7. Conclusions and implications
Our exploratory study offers theoretical implications for the emerging stream of literature about the industrial dynamics in health-care context (Anderson et al., 2019; Schiavone and Simoni, 2019; Crick and Crick, 2020) and their impact on economic growth and health status (Buttigieg et al., 2016; Bloom et al., 2019; Yildirim and Calıskan, 2020) by exploring particular form of industrial marketing approaches (e.g. market access) and by using data on growth (GDP), FDI, population growth, urban population, health status (HS), expenditures on health, industrial and infrastructure, in 29 selected OECD countries.
Health-care organisations are rethinking their industrial approaches to search for a competitive advantage in this complex context. We also show managerial implications for health-care practitioners about the fundamental relationship amongst different actors (e.g. pharmaceutical companies, payers, decision makers and key account managers). The aim is to adopt business-to-business marketing strategies capable of ensuring a lasting presence on the market and an adequate level of economic growth for population. This industrial strategy should be a fundamental piece of all the functional divisions of the pharmaceutical companies that should invest within the entire supply chain management. Our research may be the starting point to plan new industrial strategies to investigate the necessity to create shared practices between the various stakeholders involved in industrial markets to increase the time to market for drugs and medical devices and an adequate level of sustainability of the entire health-care supply chain.

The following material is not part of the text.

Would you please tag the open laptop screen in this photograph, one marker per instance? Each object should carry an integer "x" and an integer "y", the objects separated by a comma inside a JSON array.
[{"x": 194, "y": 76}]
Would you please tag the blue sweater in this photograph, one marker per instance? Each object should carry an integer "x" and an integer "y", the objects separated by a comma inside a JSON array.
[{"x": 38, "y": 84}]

Drawing on the above-reported results, some implications for future research can be developed. The improvement of industrial dynamics in health-care context could represent a way to implement efficient co-working collaborations to advance competitive advantages and economic growth for different countries. A newsworthy implication for scholars of industrial marketing is that health-care industry gathers a rather unique scale of adjoining business area (e.g. pharmaceutics and e-health) whose main and different stakeholders could constantly participate through long-term industrial relationships. Indeed, we illustrated the positive association between the effectiveness and efficiency of the health-care industry and the overall health status of the population, which reduced bureaucratical health-care processes and propose flexible collaboration amongst the health-care value chain.

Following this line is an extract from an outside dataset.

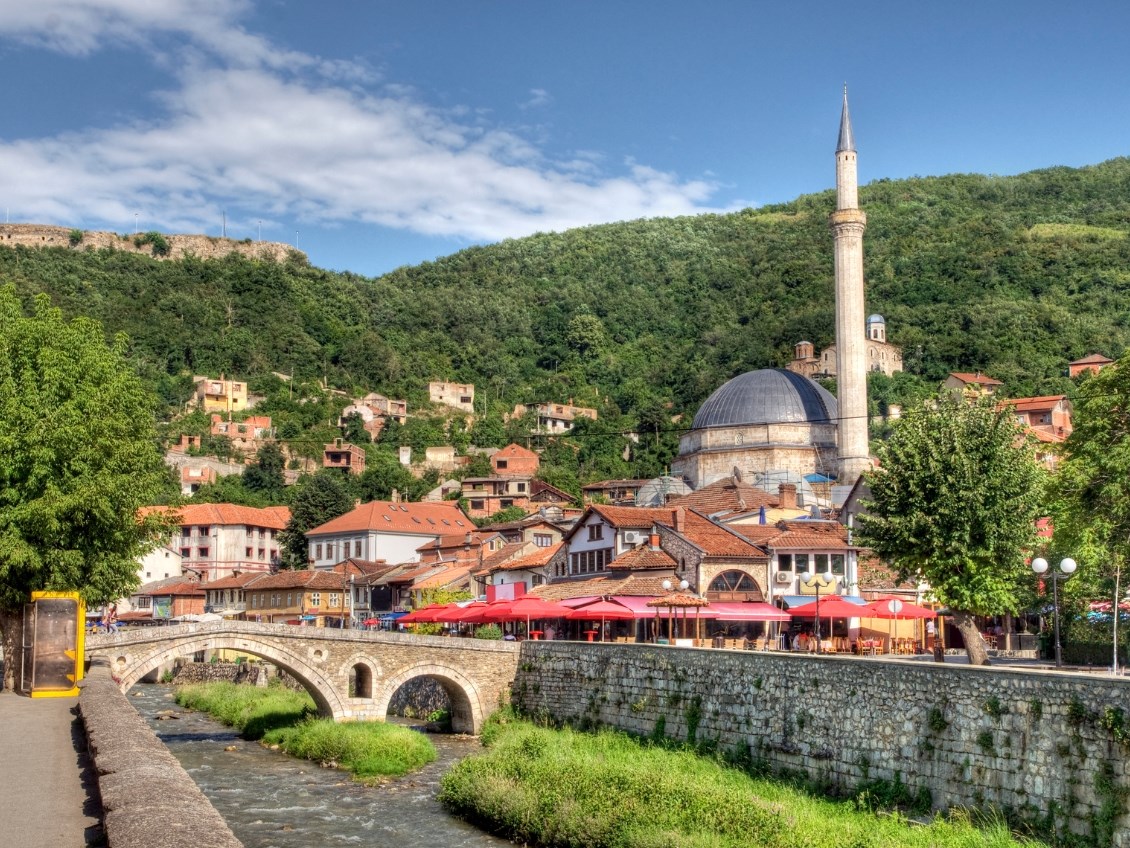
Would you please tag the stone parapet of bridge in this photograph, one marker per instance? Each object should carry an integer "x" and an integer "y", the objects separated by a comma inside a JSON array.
[{"x": 350, "y": 674}]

A reflection on the evolution of the collaborative business-to-business marketing strategies in health care is also interesting. This reflection is related to the practice-oriented implications for industrial marketers and it is based on two points. Firstly, this type of collaboration and relationships amongst different actors (buyer/supplier and decision makers) has considerable influence in public health-care decisions to speed up the time to market and economic growth and to assure effectiveness and efficiency of the industrial processes. Secondly, it is tangible that the positive effect of industrial health practices more patient-oriented improves the overall health status of the population. These are evidence of the close correlation between the industrial marketing performance and the economic growth to sustain the health level of society and its economic development (Wright and Taylor, 2005; Anderson et al., 2019; Yildirim and Calıskan, 2020; Crick and Crick, 2020).
Finally, policymakers across the globe have started to look at HIT as a key tool for making health-care industrial performance more affordable, safer and more accessible. In recent years, health status has boosted global economic growth, but health-related variables need more advancement, as noted in this study. The costs of a poor health care system can increase costs in society. In such a turbulent global scenario, reconsidering the role played by the health system in society is essential to ensure the economic recovery of the countries. Moreover, a poor health system not only damages the people concerned but also represent a cost to society, reducing its economic growth. Studies, including ours, have shown that the higher health status increased the economic growth.
Using recent data from selected OECD countries over the period 2000–2019, we investigate the dynamics of health-care industrial markets and their impact on economic growth and health status. We addressed the poor health status issue from several different perspectives, including expenditure on health, pharmaceutical market, employment in health-care sector and industrial activities. In line with the literature, our results confirm the positive effect of expenditure on health on economic growth. Moreover, more performing sales channels in the commercial sector of the pharmaceutical market, as well as an increase in the health-care workforce and in PHI coverage lead to higher health status and economic growth. Therefore, the study suggests policymakers to focus on these different industrial aspects of the health-care system. Health status can be results of the expenditure on health on the long-term. The empirical findings of this research emphasise the urgent need for policymakers to implementing industrial changes in the economic and social structure to increase the level of health status. Addressing the problem of health-care delivery requires actions aimed at ensuring increasing industrial investment on the health system to improve the economic growth, the well-being and the patients’ quality of life.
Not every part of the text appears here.